To underpin this strategy they wanted to establish a more portable and resilient infrastructure that could free them from existing premises (the relocating of a data centre being an expensive and time consuming operation), as well as enabling better use of data to solve problems and provide better services, whilst also rationalising costs.
Helen Walker, the department’s Chief Technology Officer, explains: “Whilst we are still at an early stage in our journey, we have learnt a lot and invested in our own capabilities to give us the ability to work in a more agile way. The move to Azure provides interconnected interdependent technology that can underpin that rapid agile approach.”
Helen points out that although there are many benefits to be gained, the journey can prove challenging and it’s important to be prepared for that. When asked what advice she would offer to other organisations looking to make the move, she talks primarily about skills and culture:
- Get experience on the team: It’s hard to be the path finder and without the battle scars it's really difficult to know if you are doing the right thing. Good architectural design and solutions engineering, for example, is important, and you may need to buy that in.
- You will break things: In order to rebuild you will need to break things. Spend as much time and effort as you can understanding your own infrastructure and applications first, using external help as needed.
- Communications and engagement are critical: It is important to manage the expectations of heads of service and get their buy-in. It would be great for there to be no disruption, but that is not the reality and there will be the need for user testing.
- Buy-in from the top team is required, and to do this you need to create a compelling vision.
- Take the team with you: This is a great opportunity for the team to upskill: it will stretch them but being a part of the journey will boost their own development.
There are still challenges ahead. As in many organisations silos still exist, but the DfE are working towards being ‘one team’, including making external partners part of that team for collaborative working.
Cultural change is happening and pilots help the wider organisation to understand the opportunities that digital represents. “We have started with a discreet number of services, so that those experiences can help us to learn and amplify a successful approach.

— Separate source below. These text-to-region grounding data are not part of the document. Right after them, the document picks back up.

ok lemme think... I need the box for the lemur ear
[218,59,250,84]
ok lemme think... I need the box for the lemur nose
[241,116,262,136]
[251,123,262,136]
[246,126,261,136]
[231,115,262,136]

We don’t believe in a wholesale change, rather in multiplying those small successful changes over a broader range of services,” says Helen.
“Our digital team is small but well formed. We are starting to explore how data flows can give answers and provide different options, and encouraging the organisation to think differently about problem solving,” she adds.
The DfE recognise that this is only the beginning, and that they need to keep evolving. They are not able to predict what the future technology landscape will look like, but by moving to Azure they are more able to adapt as the technologies and supplier models change.